We spent the weekend in Salt Lake. It is spring there, at least compared to the six inches of snow on the ground up here. There is sunshine and grass there. Yellow, dead-looking grass, it is true, but grass nonetheless. It was very refreshing to have a break from mucky inversion skies and icy driveways. But when we got home, things up here were kind of melty and drippy, so maybe there is hope.

We went to my uncle's funeral. He died last Saturday. Every time we have a family funeral, which fortunately has not been very often, the funeral director at some point compliments us on what a cohesive and supportive family we have. That is always a nice thing to hear, and it makes me really appreciate that I do come from mostly normal stock, but it also makes me wonder what kind of stories a funeral director could tell about the really whacked-out families he must have to deal with from time to time.
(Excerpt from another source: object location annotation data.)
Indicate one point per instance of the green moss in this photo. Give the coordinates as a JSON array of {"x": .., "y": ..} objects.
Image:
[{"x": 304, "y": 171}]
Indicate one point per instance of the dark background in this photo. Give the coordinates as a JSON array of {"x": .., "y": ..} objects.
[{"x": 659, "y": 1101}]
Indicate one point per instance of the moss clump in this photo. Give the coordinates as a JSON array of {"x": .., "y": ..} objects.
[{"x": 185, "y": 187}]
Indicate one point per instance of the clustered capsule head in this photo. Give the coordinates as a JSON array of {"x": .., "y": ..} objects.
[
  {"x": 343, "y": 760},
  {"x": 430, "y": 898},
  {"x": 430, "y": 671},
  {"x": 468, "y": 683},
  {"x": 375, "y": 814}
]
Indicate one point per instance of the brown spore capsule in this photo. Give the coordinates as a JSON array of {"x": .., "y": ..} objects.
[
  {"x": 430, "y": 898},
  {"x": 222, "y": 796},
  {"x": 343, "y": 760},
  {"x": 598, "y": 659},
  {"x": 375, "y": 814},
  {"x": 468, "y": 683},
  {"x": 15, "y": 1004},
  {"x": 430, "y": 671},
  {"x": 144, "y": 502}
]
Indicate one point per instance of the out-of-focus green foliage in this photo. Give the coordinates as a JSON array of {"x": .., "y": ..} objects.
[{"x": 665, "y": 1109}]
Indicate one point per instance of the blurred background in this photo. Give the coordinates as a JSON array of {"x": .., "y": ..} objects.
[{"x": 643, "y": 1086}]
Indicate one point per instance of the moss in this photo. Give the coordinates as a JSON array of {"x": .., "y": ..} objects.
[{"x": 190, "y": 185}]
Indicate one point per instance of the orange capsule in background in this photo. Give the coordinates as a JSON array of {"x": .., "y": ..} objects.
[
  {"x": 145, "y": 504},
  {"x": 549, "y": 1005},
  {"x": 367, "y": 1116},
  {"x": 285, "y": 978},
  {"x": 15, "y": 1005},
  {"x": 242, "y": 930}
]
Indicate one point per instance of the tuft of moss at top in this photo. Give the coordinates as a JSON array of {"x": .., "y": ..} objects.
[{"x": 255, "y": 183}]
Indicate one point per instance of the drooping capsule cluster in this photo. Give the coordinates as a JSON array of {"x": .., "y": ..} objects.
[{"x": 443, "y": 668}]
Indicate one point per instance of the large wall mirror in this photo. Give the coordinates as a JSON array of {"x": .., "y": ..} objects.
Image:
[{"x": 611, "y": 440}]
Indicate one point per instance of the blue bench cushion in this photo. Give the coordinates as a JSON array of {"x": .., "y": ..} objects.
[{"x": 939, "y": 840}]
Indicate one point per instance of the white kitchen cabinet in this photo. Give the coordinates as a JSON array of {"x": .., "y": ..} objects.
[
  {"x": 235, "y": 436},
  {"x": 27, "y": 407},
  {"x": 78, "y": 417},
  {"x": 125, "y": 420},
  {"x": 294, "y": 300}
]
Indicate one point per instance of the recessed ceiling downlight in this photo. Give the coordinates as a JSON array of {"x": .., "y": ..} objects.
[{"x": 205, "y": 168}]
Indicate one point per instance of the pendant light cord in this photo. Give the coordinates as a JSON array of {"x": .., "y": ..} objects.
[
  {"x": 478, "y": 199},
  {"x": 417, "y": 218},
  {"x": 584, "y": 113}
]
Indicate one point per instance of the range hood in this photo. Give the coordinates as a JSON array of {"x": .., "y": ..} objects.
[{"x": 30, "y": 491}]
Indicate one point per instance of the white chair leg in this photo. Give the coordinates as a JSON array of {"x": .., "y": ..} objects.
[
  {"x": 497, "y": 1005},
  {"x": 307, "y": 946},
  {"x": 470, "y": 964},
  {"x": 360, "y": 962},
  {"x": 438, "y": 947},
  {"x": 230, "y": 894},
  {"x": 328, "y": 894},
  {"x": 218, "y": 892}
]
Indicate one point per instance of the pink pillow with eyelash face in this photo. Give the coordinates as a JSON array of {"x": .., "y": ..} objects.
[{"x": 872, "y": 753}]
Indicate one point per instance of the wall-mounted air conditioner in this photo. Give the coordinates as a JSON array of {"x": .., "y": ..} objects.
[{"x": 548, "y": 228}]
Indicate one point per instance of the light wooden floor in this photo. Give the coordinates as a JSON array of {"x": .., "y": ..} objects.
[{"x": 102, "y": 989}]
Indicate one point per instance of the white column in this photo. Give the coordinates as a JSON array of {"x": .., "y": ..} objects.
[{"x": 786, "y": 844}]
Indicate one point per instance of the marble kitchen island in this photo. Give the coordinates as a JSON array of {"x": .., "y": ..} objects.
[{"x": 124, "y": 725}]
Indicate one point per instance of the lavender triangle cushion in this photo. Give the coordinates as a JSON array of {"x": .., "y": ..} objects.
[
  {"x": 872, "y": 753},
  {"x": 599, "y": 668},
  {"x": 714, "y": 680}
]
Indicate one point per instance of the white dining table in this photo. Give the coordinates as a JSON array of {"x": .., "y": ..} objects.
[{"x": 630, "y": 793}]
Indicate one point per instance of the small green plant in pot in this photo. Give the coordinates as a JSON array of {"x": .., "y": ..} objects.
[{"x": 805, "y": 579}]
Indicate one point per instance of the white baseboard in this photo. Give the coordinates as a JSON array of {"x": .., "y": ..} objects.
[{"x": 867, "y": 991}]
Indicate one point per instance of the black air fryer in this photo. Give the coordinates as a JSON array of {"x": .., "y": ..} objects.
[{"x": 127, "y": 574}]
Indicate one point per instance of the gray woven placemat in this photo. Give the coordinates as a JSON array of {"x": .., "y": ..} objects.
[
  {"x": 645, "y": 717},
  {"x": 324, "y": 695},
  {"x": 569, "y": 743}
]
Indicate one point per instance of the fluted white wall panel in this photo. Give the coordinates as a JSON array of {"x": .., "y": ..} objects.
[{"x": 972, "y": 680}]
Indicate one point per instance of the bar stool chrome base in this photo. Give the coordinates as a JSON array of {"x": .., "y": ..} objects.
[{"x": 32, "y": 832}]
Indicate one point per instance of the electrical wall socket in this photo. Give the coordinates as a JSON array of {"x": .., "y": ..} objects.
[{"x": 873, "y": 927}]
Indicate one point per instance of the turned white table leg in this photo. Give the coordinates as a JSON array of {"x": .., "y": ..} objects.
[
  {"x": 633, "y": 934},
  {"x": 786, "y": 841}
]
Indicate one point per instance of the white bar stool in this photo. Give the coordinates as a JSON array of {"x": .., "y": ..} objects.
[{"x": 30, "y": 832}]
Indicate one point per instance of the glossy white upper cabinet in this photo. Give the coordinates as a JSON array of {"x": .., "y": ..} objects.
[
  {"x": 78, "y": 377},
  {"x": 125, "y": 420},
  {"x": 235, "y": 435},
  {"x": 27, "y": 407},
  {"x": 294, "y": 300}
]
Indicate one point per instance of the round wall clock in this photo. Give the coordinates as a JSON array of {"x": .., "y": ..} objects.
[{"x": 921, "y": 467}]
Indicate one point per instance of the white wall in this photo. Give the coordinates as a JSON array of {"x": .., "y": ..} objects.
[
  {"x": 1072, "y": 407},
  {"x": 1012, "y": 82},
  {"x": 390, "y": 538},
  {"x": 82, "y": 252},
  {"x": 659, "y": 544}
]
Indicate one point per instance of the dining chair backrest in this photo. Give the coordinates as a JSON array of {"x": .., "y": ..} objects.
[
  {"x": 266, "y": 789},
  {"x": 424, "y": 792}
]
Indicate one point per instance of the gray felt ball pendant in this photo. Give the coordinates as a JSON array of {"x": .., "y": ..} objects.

If anybody had a right to be a little whacked-out, it would be my two cousins, who have been dealing with a really hard situation with their dad for many many years. Then they suddenly and unexpectedly had to deal with his death and planning his funeral, and they were amazing. They got everything in place, they both spoke at the funeral, and they gave their dad a great send off. I think seeing both of them in action made me realize that the torch is slowly being passed. Their dad was the first of our parents generation to pass on. Pretty soon, my parents and aunts and uncles are going to be the old ones, and my cousins and me will be THAT generation, the one in charge of everything that holds the family together, like funerals and weddings and reunions and pie parties. Up to this point, we have all pretty much just shown up for those events, and someday soon, it is going to be all on our shoulders. That's not a bad thing, but it does make me feel old. Well, not so much old as just grown up, which is something I have tried really hard to avoid.

The other thing that makes me feel old is being painfully reminded that this year is 25 years since I graduated from high school. That doesn't even seem possible. That is a quarter-century! Is time gaining momentum on me?